Planet Princeton

Campaign Against Legislation on Private College and University Development Gains Momentum


Opponents of proposed legislation that would give private universities unrestricted development rights have shifted their campaign into high gear, and several additional towns have joined the opposition.

A radio spot now airing cautions residents that a bill is moving swiftly through the New Jersey Legislature that would threaten neighborhoods, destroy property values, increase taxes and take away residents’ voices when it comes to development in their towns. A glossy flyer was also mailed to Princeton households this week by a group called Coalition for Safe Neighborhoods. The flyer calls on residents to contact their state Assembly representatives and tell them to vote no on A-2586, a bill that would give private colleges and universities like Princeton University the right to develop whatever the institutions want on any property they own without seeking any kind of planning or zoning approvals from their towns.

“Many communities are standing together in opposition to the bill, passing resolutions and writing letters to the editor,” Princeton Borough Mayor Yina Moore told the Borough Council Tuesday night. “The League of Municipalities is certainly working hard to oppose it.”

Princeton Borough will host a public forum on the bill at the Borough Council’s Oct. 9 meeting at 7 p.m., Moore said. West Windsor has joined in the fight to oppose the legislation.

“If the legislation passes, it would mean any private institution could  build anything any way it wants,wherever it wants without any review, regardless of the possible negative consequences to the community in terms of public health, safety, economics, transportation and the environment,” Borough Councilman Roger Martindell said.  “It would certainly have an indisputable effect on is the potential increase in growth. A school could build 25-story buildings in residential areas and there is nothing anyone could do about it. They could build to the sky. And there are serious tax consequences to all the residents of Princeton. While institutions may or may not contribute taxes,  who pays to service the people in those buildings? The rest of us. It could have a devastating effect on the tax base.”

Officials from private universities and colleges like Princeton have argued that the legislation would give them equal standing with public colleges and universities in the state. But some public officials say the comparison is not fair, because public schools have oversight from public agencies.

Borough Officials also responded to claims made in a recent letter from Princeton University President Shirley Tilghman that the council discussed this spring how to exercise greater control over the planning board. Martindell said the Borough Council never threatened to try to control the planning board. He said the council wanted greater communication between the planning board and the governing body.

“In no way were we trying to exert control over the planning board,” said Councilwoman Jo Butler, who called the suggestion absurd and echo Martindell’s concerns “about the dangers of unfettered development in town.”

Krystal Knapp

Krystal Knapp is the founding editor of Planet Princeton.

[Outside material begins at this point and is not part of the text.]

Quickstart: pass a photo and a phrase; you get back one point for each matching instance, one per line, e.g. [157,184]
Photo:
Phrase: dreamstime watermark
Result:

She can be reached via email at editor AT planetprinceton.com. Send all letters to the editor and press releases to that email address.

  • If the University wants equal standing with public institutions, it can always donate itself to the state. It wants benefits without responsibility.

    This mindset runs rampant in this country, Corporations are corporations, whether the sign on the door says “Bank” or “University”. It trickles down through the populace, sold as “free stuff”, “free” healthcare, entitlements. “The rules don’t apply to me”, from Leona Helmsley to Bill Clinton to the countless people you see talking on cel phones when driving.

    There is no quick fix, no “bouncing back”. We spent the better part of the last 40 years creating this problem, it will take at least that long to gently change “expectations”. Or a disaster on the scale of Greece.